We just recently found out that a group of family members are taking the 1000 mile journey to come and visit my wife and I prior to the birth of our son. My mother, sister, brother and brother-in-law are, as a write this, locked together in a van (along with our child’s dresser, rails for his crib, and a bed frame for us), and hopefully having good conversation and a safe trip (though I imagine my brothers are sleeping).
What makes the weekend even more special is that my birthday will occur over the coming weekend. The opportunity to spend the anniversary of my birth with some family members, particularly my mother, is a great opportunity to (hopefully) gain some insight into the concept of parenthood. When my son is my age my wife and I will be my mother’s age. While this is a simple mathematical concept it is a concept I find myself more at odds with as the years of my own life continue to fly by.
I find myself trying to heed the wisdom freely offered by elders throughout my life. While it does seem to take eons to progress from childhood to adulthood (I’m still not certain I’ve made the transition yet) from the perspective of an adult the years do have a way of flying by. The added physical marker of a child’s quick progression from birth through teeth, steps, and speaking will only serve, I infer, to make those years seem to fly by at a much faster rate.

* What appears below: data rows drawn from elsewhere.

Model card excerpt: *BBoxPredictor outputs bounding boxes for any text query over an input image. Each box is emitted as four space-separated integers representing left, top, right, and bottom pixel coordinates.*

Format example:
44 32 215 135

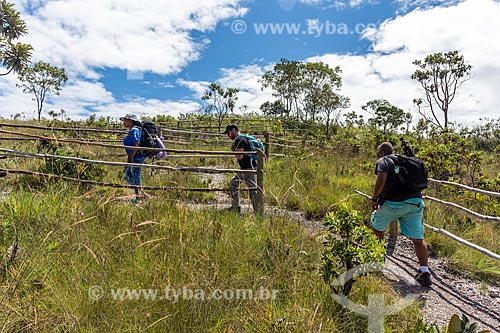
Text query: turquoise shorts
371 198 425 239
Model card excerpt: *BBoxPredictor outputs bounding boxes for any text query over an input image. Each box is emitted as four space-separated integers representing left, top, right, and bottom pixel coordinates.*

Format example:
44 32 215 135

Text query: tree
0 0 33 76
411 51 472 129
259 101 285 117
201 82 239 132
260 59 349 130
260 58 302 120
301 62 349 133
17 61 68 121
361 99 406 134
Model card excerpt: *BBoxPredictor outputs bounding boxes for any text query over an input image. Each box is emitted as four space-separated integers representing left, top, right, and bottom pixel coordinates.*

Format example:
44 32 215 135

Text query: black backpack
384 155 429 201
132 120 161 157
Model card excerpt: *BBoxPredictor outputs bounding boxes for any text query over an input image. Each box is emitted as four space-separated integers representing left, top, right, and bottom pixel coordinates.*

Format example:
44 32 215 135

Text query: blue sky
0 0 500 123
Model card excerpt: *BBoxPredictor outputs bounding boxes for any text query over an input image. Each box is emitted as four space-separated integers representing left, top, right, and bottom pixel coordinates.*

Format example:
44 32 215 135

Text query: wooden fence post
256 149 266 216
264 131 271 158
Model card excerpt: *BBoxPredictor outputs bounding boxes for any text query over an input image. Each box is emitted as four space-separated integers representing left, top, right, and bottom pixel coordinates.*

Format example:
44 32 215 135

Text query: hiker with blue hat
222 124 257 213
120 114 149 203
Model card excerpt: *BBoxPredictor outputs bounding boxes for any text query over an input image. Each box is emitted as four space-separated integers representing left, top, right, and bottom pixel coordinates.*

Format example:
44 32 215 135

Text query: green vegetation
0 113 500 333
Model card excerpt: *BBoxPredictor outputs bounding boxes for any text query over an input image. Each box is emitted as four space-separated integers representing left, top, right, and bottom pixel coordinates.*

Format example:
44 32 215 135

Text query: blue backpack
240 134 264 161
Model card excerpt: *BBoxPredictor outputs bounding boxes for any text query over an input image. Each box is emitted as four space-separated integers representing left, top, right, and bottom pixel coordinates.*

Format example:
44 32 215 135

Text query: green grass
0 183 430 332
0 122 500 333
266 150 500 284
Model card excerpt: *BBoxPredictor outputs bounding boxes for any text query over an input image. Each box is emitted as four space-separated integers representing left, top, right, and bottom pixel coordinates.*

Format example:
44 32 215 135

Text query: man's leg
372 227 384 241
243 174 258 213
229 174 240 207
411 239 429 267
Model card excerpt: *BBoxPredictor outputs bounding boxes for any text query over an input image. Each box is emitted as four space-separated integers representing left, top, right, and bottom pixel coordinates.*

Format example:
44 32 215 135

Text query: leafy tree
201 82 239 132
361 99 406 134
260 59 349 131
17 61 68 121
260 58 302 118
302 62 350 137
260 101 285 117
411 51 472 129
0 0 33 76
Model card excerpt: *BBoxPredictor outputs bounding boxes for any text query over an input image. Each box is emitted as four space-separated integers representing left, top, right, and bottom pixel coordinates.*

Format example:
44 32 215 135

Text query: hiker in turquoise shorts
371 142 432 286
120 114 149 203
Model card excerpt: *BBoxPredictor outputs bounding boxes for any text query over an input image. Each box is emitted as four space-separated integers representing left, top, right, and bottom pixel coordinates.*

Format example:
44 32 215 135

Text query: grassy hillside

So, this weekend will be our last with some family members without a son visibly growing, learning, and progressing in plain sight… though he has certainly been doing those things less visibly in my wife. As a new school year begins (I’m still a student) and I experience new artworks, performances, social and political issues I wonder how my responses will change and alter. As one grows up they begin to see the world differently and perceive the same things from other perspectives. How will fatherhood change me? How has it already? The future is already brighter and more important to me because of my child. I imagine that the present will matter a great deal more when I hold him in my arms.
How have you changed as a person by becoming a parent?